La questione sottoposta all’esame degli Ermellini nasceva dalla vicenda che aveva visto come protagonista una donna, la quale, in sede di giudizio d’appello, aveva impugnato la sentenza con cui il Tribunale aveva disposto la divisione ereditaria dei beni del defunto marito, lamentando come la stessa non avesse tenuto conto del fatto che essa fosse titolare di un diritto di abitazione su un immobile facente parte della comunione, in qualità di coniuge del de cuius.
Rimasta soccombente all’esito del giudizio di secondo grado, la donna ricorreva dinanzi alla Corte di Cassazione eccependo, in particolare, una violazione, da parte dei giudici d’appello, dell’art. 1022 del c.c. Secondo la ricorrente, infatti, i giudici di merito avevano errato nel non tener conto dell’esistenza del suo diritto di abitazione su uno dei cespiti oggetto di divisione.
Si eccepiva, poi, la violazione e falsa applicazione dell’art. 728 del c.c., in quanto, secondo la ricorrente, la Corte d’Appello avrebbe, comunque, potuto disporre l’assegnazione dell’immobile in suo favore, imponendole di versare un conguaglio agli altri condividenti.
La Suprema Corte ha, tuttavia, rigettato il ricorso.
Quanto, innanzitutto, all’asserita violazione dell’art. 1022 del c.c., gli Ermellini si sono dimostrati concordi con i giudici di merito e, richiamando un loro precedente orientamento, hanno precisato che l’esistenza del diritto di abitazione di uno dei condividenti su uno dei beni comuni, non costituisce criterio di preferenza ai fini dell'eventuale attribuzione (Cass. Civ., n. 6601/2000). Ciò significa che la divisione si potrà concludere con l’attribuzione del bene ad un altro condividente, ferma restando, in ogni caso, la persistenza del diritto di abitazione riconosciuto, ex art. 540 del c.c., al coniuge superstite, qualora, però, tale diritto gravasse sulla cosa prima della divisione.

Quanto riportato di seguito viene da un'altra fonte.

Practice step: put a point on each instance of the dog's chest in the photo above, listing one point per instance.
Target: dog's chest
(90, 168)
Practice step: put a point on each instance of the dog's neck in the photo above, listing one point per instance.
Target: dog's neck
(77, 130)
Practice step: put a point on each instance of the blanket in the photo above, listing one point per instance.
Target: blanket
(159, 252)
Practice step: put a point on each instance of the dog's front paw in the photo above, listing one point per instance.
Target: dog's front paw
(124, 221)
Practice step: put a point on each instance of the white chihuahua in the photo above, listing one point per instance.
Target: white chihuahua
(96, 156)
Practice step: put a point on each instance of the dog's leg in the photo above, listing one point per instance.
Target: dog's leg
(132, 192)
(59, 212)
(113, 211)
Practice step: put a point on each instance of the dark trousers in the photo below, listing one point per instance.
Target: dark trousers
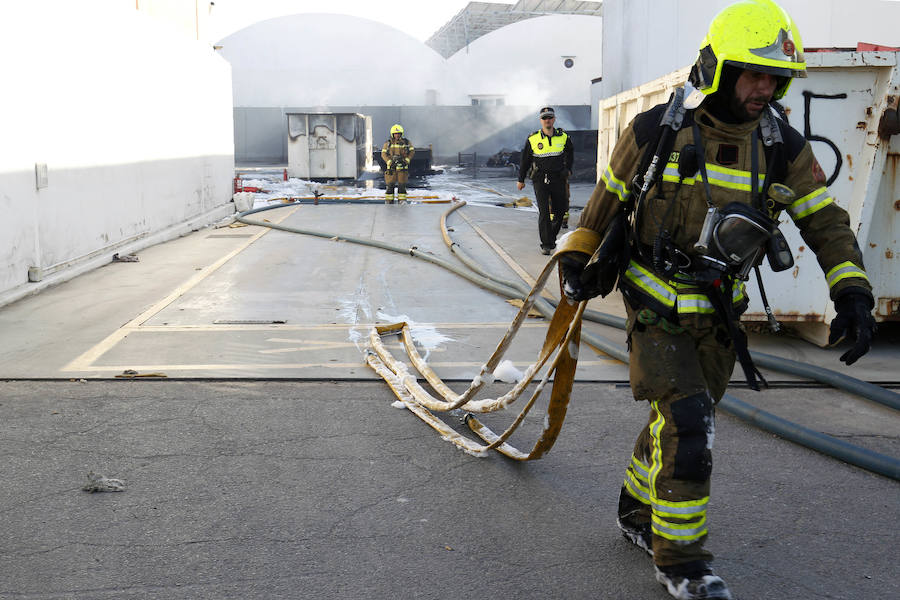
(682, 372)
(552, 194)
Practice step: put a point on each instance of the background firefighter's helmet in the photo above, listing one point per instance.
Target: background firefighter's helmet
(750, 34)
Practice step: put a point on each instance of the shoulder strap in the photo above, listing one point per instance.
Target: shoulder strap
(674, 117)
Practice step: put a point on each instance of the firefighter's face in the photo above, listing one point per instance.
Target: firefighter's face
(752, 92)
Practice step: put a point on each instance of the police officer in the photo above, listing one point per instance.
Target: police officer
(396, 153)
(682, 298)
(550, 151)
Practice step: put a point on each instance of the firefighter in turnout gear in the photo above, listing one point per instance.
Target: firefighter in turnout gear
(396, 153)
(549, 151)
(696, 220)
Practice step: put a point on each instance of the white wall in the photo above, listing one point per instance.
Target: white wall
(329, 60)
(524, 62)
(645, 39)
(132, 119)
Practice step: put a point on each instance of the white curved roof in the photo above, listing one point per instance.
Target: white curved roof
(524, 61)
(325, 59)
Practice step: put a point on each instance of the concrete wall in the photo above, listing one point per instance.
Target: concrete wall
(133, 122)
(646, 39)
(260, 133)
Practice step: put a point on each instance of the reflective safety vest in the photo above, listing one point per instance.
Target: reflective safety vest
(548, 153)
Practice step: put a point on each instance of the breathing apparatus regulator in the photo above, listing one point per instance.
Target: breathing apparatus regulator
(733, 238)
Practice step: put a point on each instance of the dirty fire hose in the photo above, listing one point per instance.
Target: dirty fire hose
(562, 339)
(861, 457)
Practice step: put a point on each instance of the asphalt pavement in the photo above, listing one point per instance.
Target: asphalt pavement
(261, 458)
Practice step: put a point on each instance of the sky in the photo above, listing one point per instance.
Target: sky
(418, 18)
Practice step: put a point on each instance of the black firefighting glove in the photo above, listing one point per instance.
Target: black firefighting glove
(853, 321)
(572, 266)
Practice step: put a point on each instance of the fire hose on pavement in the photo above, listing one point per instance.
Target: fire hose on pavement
(564, 331)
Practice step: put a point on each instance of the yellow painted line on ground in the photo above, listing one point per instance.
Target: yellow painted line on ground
(82, 362)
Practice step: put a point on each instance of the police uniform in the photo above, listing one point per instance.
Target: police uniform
(396, 155)
(552, 158)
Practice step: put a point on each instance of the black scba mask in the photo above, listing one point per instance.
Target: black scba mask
(734, 237)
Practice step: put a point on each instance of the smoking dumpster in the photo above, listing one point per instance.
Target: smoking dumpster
(325, 146)
(847, 109)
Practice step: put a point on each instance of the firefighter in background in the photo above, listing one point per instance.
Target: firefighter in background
(551, 153)
(731, 162)
(396, 153)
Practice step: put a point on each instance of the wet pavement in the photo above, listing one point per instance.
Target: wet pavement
(266, 460)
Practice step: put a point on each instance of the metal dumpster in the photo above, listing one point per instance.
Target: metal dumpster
(847, 108)
(325, 146)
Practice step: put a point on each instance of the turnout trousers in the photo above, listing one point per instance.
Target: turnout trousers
(395, 178)
(682, 371)
(552, 195)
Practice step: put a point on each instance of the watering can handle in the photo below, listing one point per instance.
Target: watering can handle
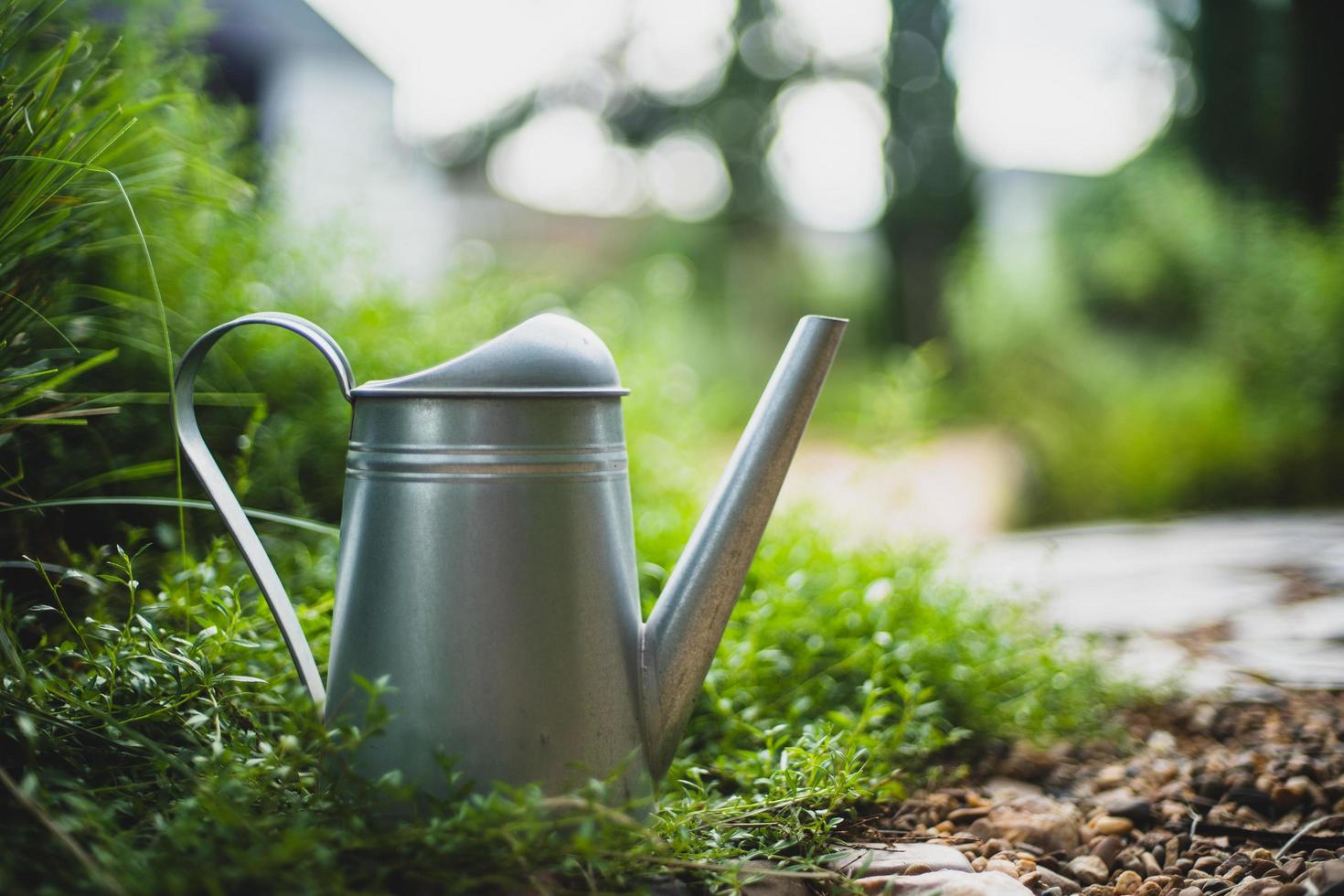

Per quanto riguarda, poi, la lamentata violazione dell’art. 728 del c.c., i giudici di legittimità, nel dichiarare infondato il relativo motivo di ricorso, hanno evidenziato come il giudice, nell’operare una divisione, debba attenersi ai criteri indicati dall’art. 727 del c.c., imponendo, qualora lo ritenga opportuno, dei correttivi in denaro.
L’art. 728 del c.c., richiamato dalla ricorrente, dispone, infatti, che, nell’operare una divisione, il giudice non debba ricercare una perfetta corrispondenza fra quota astratta e porzioni in natura, potendo compensare con versamenti in denaro le eventuali differenze.
Contrariamente a quanto ritenuto dalla ricorrente, dunque, detta norma non prevede che il giudice debba attribuire un determinato cespite a chi ne abbia fatto richiesta, solo perché il richiedente abbia manifestato la propria disponibilità a versare il conguaglio.